Sottoposta ad amministrazione giudiziaria un’azienda leader nella grande distribuzione alimentare (VIDEO)
Nel luglio dello scorso anno la DIA e la Guardia di Finanza di Reggio Calabria, grazie all’Operazione Planning, avevano dato corso a un’ordinanza di applicazione di misure cautelari nei confronti di 12 persone (8 in carcere e 4 agli arresti domiciliari) gravemente indiziate, a vario titolo, di associazione mafiosa, concorso esterno, associazione per delinquere, impiego di denaro di provenienza illecita, autoriciclaggio, trasferimento fraudolento di valori, tutti comunque aggravati dalle modalità mafiose, e avevano anche sequestrato numerose imprese sia in Italia che all’estero, 31 unità immobiliari, quote societarie e disponibilità finanziarie per un valore complessivo di oltre 32 milioni di euro.
Le indagini però non erano concluse e ora, sempre la Dia e le Fiamme Gialle Reggine hanno provveduto ad applicare la misura di prevenzione dell’amministrazione giudiziaria – ex art. 34 del codice antimafia – nei confronti di una società per azioni con sede nella città di Catania.

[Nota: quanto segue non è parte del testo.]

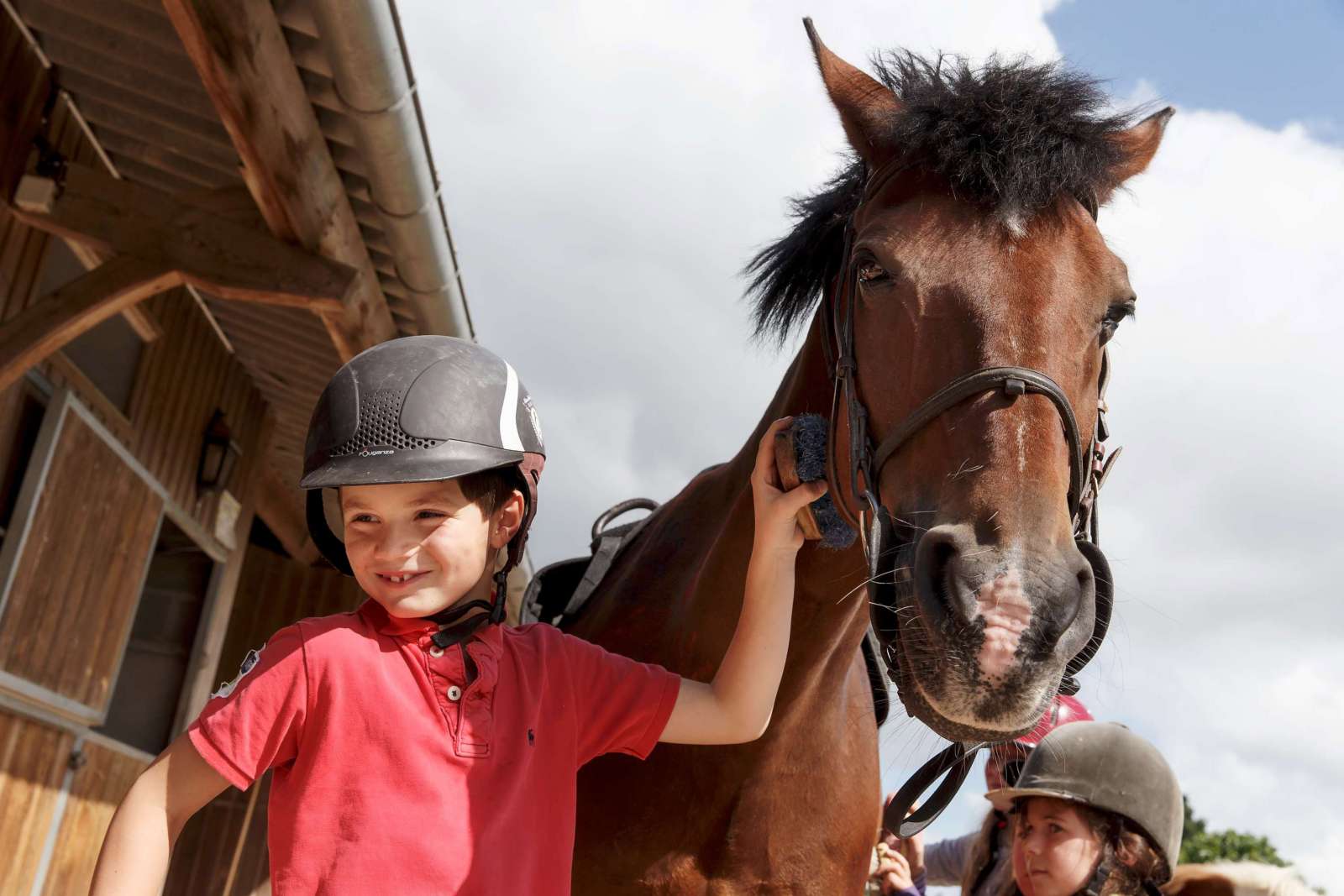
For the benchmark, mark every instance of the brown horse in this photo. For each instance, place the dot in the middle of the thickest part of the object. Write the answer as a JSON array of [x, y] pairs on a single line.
[[1236, 879], [979, 253]]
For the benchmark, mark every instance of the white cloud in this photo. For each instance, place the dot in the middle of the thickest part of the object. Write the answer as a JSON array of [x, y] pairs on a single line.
[[611, 167]]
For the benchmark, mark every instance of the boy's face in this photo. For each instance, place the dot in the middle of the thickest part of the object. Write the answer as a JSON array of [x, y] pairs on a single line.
[[420, 547]]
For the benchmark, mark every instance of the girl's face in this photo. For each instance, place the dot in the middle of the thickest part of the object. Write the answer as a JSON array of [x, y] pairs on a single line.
[[1055, 851]]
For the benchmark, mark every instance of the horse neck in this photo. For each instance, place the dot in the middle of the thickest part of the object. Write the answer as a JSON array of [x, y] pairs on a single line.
[[830, 607]]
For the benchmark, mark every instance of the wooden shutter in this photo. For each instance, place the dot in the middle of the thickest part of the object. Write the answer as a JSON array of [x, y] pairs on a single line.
[[73, 564]]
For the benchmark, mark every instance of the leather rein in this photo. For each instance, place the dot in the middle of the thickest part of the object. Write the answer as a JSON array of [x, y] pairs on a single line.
[[1088, 470]]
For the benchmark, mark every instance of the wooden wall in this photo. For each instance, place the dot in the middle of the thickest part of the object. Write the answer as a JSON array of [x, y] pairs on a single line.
[[98, 511], [183, 376], [33, 762], [65, 624], [102, 778]]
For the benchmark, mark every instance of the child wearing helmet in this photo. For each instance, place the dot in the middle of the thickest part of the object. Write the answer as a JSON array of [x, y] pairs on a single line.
[[981, 862], [417, 745], [1095, 810]]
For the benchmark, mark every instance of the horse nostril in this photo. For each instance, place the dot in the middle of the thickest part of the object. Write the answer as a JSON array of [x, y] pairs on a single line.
[[936, 575]]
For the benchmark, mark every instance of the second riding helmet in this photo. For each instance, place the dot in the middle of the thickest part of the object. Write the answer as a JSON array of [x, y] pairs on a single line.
[[416, 410], [1105, 766]]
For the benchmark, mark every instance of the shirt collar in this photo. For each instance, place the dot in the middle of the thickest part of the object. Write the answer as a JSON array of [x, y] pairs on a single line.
[[400, 627]]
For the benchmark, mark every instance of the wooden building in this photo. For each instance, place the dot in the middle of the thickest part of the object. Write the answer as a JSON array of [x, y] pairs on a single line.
[[207, 206]]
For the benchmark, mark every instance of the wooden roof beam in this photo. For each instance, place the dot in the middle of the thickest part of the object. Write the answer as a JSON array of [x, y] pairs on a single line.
[[207, 250], [239, 51], [152, 242], [76, 308]]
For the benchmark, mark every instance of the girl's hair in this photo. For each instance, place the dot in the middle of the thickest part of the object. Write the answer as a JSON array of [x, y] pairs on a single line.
[[983, 852], [1126, 852]]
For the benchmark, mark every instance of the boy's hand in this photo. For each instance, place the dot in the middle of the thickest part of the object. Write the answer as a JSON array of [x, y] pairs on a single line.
[[776, 510]]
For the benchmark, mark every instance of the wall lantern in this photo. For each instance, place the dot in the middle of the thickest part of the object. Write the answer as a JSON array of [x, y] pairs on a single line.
[[219, 456]]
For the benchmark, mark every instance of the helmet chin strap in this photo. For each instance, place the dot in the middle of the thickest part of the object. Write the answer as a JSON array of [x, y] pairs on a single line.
[[450, 633]]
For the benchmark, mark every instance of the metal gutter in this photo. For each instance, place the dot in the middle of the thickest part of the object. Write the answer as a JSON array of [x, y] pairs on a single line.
[[373, 80]]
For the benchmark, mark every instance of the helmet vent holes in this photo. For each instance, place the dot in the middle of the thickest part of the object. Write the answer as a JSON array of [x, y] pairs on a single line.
[[380, 426]]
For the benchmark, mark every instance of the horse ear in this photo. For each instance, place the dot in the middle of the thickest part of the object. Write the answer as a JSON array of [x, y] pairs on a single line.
[[866, 107], [1137, 148]]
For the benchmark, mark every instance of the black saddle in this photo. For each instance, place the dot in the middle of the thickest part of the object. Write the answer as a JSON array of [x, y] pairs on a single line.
[[558, 591]]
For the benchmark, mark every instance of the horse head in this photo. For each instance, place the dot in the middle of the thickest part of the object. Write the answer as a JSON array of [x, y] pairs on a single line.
[[963, 239]]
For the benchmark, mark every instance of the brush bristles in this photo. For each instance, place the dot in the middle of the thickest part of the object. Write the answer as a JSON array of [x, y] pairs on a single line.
[[810, 446]]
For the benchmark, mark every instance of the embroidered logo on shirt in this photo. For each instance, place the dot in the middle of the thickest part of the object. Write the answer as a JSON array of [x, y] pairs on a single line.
[[249, 664]]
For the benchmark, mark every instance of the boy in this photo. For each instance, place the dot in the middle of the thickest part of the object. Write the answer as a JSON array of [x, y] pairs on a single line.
[[418, 746]]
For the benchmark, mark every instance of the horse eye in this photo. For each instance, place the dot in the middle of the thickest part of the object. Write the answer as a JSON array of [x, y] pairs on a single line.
[[1115, 315], [871, 271]]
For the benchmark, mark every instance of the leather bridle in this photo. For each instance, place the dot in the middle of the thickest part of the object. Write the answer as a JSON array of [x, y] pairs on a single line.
[[1088, 470]]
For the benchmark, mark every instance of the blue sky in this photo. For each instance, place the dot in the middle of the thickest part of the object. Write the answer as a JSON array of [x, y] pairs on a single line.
[[1270, 62]]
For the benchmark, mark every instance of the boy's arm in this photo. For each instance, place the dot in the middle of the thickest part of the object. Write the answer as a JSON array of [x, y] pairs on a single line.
[[139, 841], [736, 707]]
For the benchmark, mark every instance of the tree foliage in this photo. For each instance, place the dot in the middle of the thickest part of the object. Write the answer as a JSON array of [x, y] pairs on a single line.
[[1200, 844]]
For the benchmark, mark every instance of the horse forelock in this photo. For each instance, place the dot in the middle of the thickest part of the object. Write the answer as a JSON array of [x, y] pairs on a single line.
[[1010, 137]]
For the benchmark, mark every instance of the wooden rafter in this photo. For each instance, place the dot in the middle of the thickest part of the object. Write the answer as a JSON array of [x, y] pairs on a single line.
[[218, 255], [152, 242], [245, 65], [76, 308]]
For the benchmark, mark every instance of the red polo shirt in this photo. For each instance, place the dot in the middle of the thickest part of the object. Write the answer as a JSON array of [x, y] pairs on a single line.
[[393, 774]]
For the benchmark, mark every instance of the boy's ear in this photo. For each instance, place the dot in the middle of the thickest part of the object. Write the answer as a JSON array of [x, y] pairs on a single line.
[[507, 520]]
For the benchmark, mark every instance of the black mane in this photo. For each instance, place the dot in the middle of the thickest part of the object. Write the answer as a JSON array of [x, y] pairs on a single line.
[[1011, 136]]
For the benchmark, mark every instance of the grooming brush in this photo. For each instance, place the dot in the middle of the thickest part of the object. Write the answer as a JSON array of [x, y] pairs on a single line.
[[800, 454]]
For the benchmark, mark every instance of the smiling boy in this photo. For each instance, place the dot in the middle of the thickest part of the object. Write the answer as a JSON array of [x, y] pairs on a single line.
[[418, 746]]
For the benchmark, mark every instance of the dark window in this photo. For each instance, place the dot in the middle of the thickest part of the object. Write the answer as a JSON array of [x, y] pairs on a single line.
[[20, 419], [144, 703], [108, 354]]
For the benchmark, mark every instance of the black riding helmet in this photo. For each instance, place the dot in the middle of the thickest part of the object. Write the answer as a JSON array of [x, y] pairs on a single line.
[[417, 410]]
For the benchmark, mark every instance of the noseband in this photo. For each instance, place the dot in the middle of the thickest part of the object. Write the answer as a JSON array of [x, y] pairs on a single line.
[[1088, 470]]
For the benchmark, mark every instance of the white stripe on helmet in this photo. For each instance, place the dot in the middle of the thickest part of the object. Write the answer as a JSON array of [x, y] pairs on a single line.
[[508, 412]]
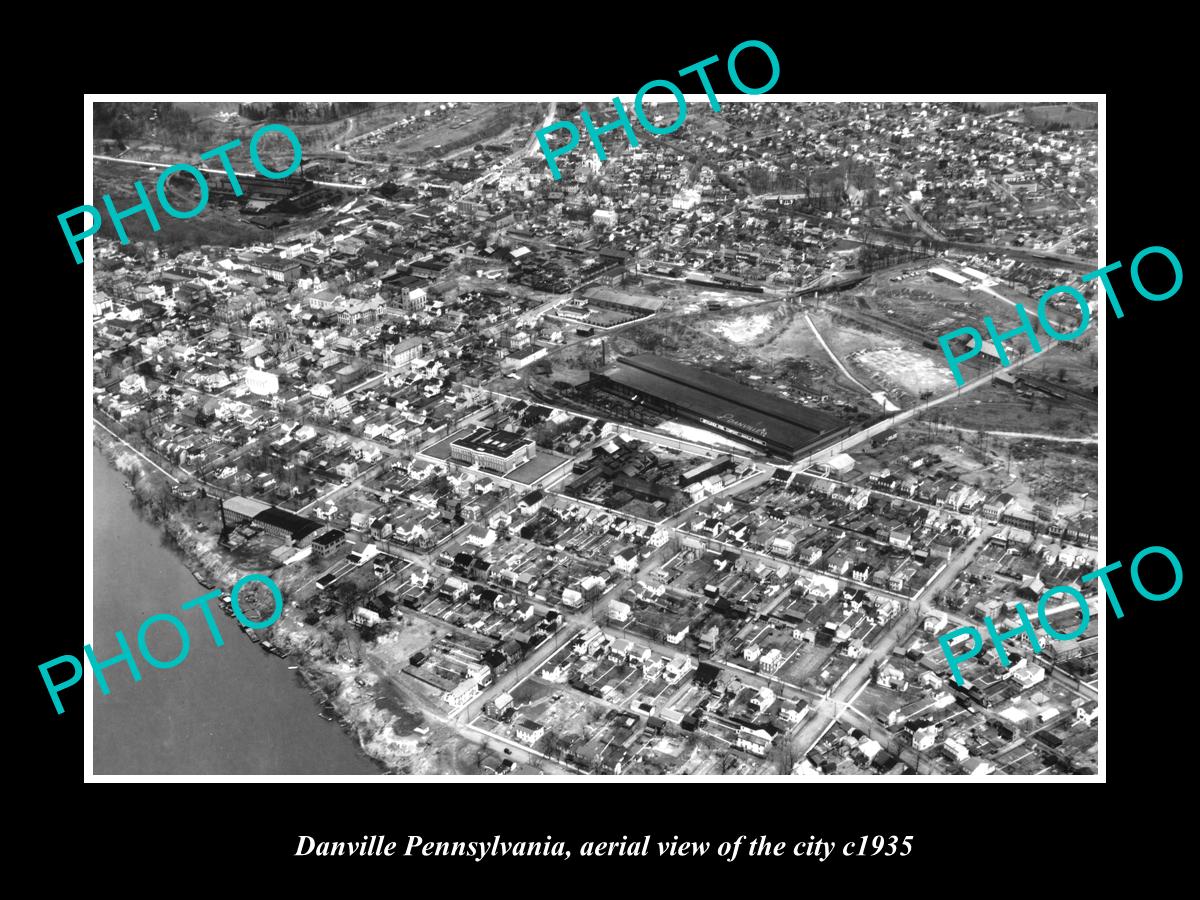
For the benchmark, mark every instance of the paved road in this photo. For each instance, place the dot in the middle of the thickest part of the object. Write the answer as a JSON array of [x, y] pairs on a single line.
[[856, 681]]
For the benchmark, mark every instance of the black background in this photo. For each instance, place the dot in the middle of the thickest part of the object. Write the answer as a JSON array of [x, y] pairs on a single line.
[[963, 829]]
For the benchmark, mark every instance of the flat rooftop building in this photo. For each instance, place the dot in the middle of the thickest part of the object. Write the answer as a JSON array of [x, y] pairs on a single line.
[[771, 425], [493, 449]]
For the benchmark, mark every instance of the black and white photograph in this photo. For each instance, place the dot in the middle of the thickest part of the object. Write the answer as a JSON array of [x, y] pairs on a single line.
[[689, 435]]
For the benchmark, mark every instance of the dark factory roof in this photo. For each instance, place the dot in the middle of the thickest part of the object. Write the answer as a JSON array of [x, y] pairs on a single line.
[[810, 419], [787, 426]]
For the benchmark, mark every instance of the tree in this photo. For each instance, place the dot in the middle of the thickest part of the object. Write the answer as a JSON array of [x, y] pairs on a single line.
[[784, 756]]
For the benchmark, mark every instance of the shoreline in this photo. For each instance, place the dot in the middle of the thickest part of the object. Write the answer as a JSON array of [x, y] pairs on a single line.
[[333, 683]]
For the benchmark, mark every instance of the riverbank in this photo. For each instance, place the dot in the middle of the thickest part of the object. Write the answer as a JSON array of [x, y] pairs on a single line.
[[372, 711]]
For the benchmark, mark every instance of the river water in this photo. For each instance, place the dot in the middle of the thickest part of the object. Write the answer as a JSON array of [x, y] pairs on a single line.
[[223, 711]]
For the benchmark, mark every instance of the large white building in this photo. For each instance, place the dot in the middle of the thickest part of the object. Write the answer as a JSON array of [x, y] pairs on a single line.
[[262, 382]]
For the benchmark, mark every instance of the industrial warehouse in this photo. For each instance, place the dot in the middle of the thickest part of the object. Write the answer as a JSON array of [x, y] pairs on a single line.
[[775, 426]]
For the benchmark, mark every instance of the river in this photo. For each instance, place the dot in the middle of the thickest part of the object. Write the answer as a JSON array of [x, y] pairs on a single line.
[[223, 711]]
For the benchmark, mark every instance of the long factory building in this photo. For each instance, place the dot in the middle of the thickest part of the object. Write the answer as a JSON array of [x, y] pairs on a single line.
[[771, 425]]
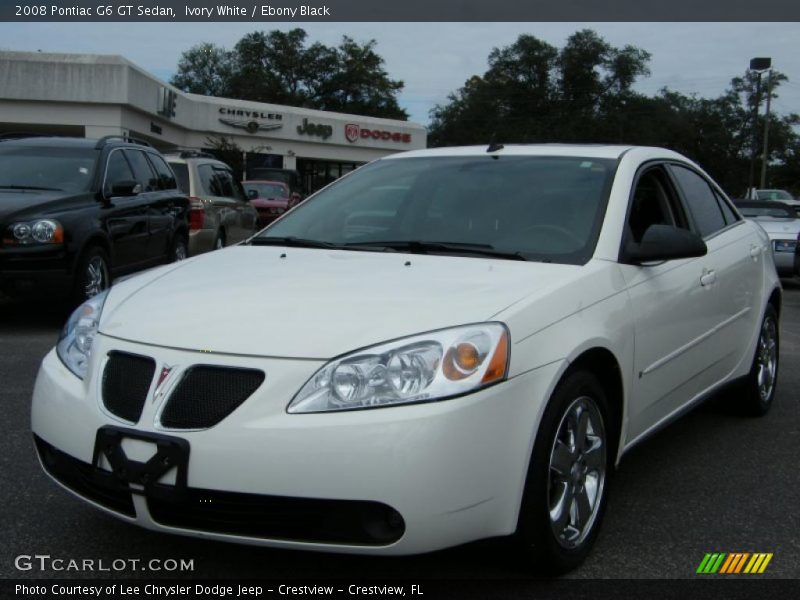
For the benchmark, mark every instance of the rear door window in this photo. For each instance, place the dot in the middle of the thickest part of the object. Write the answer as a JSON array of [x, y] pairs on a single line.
[[701, 200], [118, 169], [166, 180], [142, 170], [209, 181], [181, 171]]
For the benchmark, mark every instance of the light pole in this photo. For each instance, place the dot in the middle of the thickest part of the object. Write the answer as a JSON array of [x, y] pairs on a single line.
[[765, 151], [759, 65]]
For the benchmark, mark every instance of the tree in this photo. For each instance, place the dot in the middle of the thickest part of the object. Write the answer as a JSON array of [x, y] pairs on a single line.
[[534, 92], [280, 68], [204, 69]]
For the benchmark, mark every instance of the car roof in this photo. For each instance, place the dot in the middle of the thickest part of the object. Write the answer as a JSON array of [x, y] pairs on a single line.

Il noto marchio, operante nel settore della grande distribuzione alimentare, è presente con oltre 100 punti vendita sia in Calabria che Sicilia, con un fatturato annuo di circa 900 milioni di euro e 2500 dipendenti.
Queste ulteriori indagini avrebbero permesso di accertare che l’azienda intratteneva un rapporto stabile con esponenti della ‘ndrangheta o collusi con questa.
In particolare, sarebbe stato accertato che l’edificazione e la ristrutturazione di alcuni punti vendita presenti nella città e nella provincia del capoluogo reggino sarebbero avvenuti attraverso imprese, formalmente intestate a prestanome, ma, di fatto, gestite da imprenditori contigui alla criminalità mafiosa locale, favorendo anche in maniera indiretta l’arricchimento delle consorterie criminali.
Da qui la necessità di limitare l’ingerenza della criminalità nel tessuto economico calabrese disponendo l’amministrazione giudiziaria per il periodo di un anno.